Bizarrely, the task that shipping companies face in navigating a safe path through a web of sanctions on Russian oil and products has just become both easier and trickier. Meetings in the past week between the big trading houses such as Vitol, Trafigura and Gunvor with the US Department of State signal a new desire to keep Kremlin crude flowing.

This means more oil on the water, more chartering of tankers and generally more business, although the legality of any individual shipment can be complex and unclear. This is why the oil traders have increasingly been steering clear but Washington is saying “go for it”.

Meanwhile, the tanker market is already booming, with evidence of VLCC hire rates breaking through the $100,000-per-day mark once again — as they did in November last year.

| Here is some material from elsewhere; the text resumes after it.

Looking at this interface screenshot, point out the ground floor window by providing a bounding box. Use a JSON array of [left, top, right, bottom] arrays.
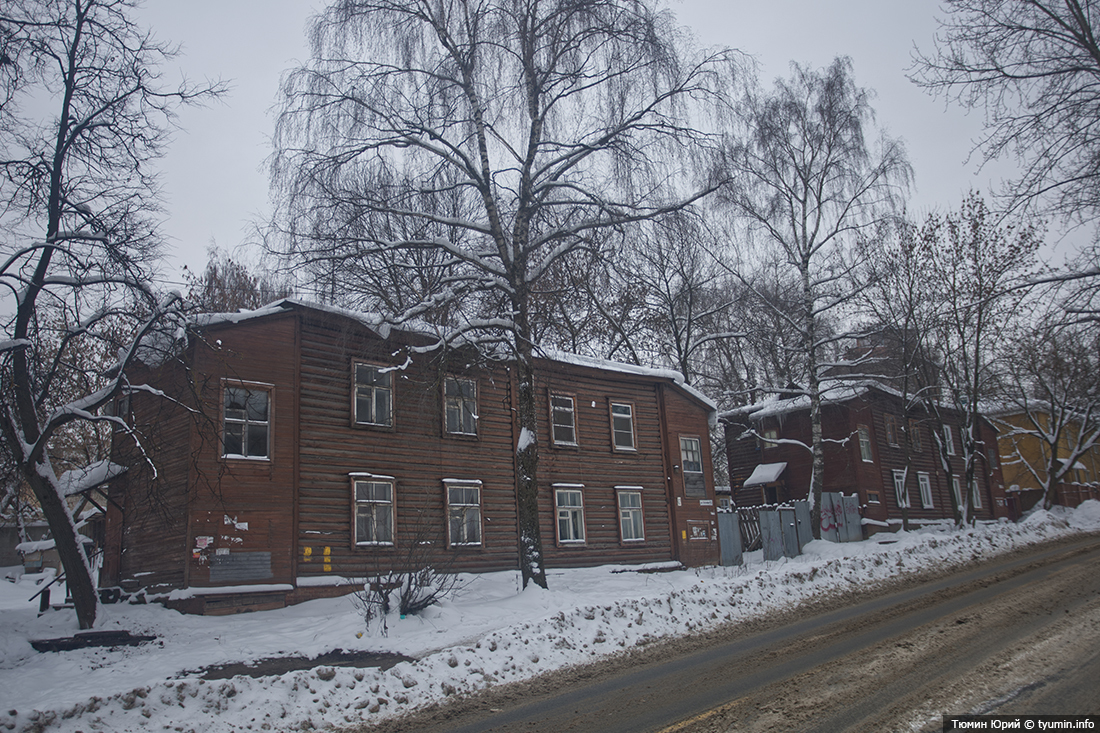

Commodity data supplier Kpler estimates that around 1.2m barrels of crude are already currently on the water as demand from the world’s biggest importer — China — continues to surge. Shipbrokers say the sale-and-purchase market for tankers is hotter than ever as asset prices soar.

Demand for cut-price Russian Urals blend is particularly strong in China, India and Turkey, where refineries are working flat out.

Oil products derived from Kremlin crude and then refined in Turkey can be legally imported into the European Union despite the Brussels ban on direct shipments from Russia.

Critics say this arrangement makes a mockery of the sanctions regime, which was originally aimed at cutting the Siberian export revenues that fund the invasion of Ukraine.

Washington officials say sanctions are working despite the Dutch foreign minister stating last month that they were being evaded on a “massive scale”.

The US officials insist they have been talking to oil traders only so that everyone is clear about the sanctions, especially with regard to price caps.

Russian oil can be moved under sanctions imposed by the G7 leading economies and Australia but only with proof it was bought for under $60 per barrel. In fact, the Urals blend has been naturally priced below that level although new demand increases may change that picture.

US President Joe Biden. Photo: Gage Skidmore/Creative Commons 2.0

It does seem the US is trying to balance up encouraging tough action against Moscow but also ensuring that energy prices do not go through the roof due to energy shipments seizing up.

We looked in this column last week at the dangers facing shipbrokers and others after a warning from Clarksons boss Andi Case that some in the industry were playing fast and loose with the rules.

There are concerns that those feeding the “dark fleet” with fixtures and tonnage could endanger life at sea.

Demand for cut-price Russian Urals blend is particularly strong in China, India and Turkey, where refineries are working flat out

This is because some of these tankers move around with their navigation safety features switched off to avoid identification and detection.

The official message coming out of Washington to the oil traders, as reported in the Financial Times, is that they should stay involved in Russian shipments — but just ensure they adhere to the price cap.

But the way the communications went seemed to leave everyone with the view there would be light-touch enforcement of the regulations by the US.

“It’s up to individual companies to make their own decisions,” one of Joe Biden’s administrators said to the Financial Times. “Our goal is to communicate what is allowed under the price cap architecture.”

Washington is aware that the big oil traders have been increasingly steering clear of Russian business for fear of ending up in the US courts.

They are now clearly being given the green light to become more involved in a bid to ensure that global demand/supply is kept in balance and prices remain lower.

Vitol and Trafigura, like the major Western oil companies, have both been disposing of investments in Russia.

Vitol sold its 5% share — estimated to be worth $3.5bn — in the Vostok oil and gas project in the Arctic last December, while Trafigura offloaded a larger stake of 10% earlier this year.

Neither trader is in desperate need of the money from either trading Russian crude or making investments there.

Vitol earned a record $4.2bn in the first half of 2022 alone — more than it made in the whole of 2021.

In December last year, Trafigura released its annual profits of $7bn, so these traders hardly need to fill their boots at the behest of Washington.

Shipping must now make up its own mind over the potential rewards and very real risks.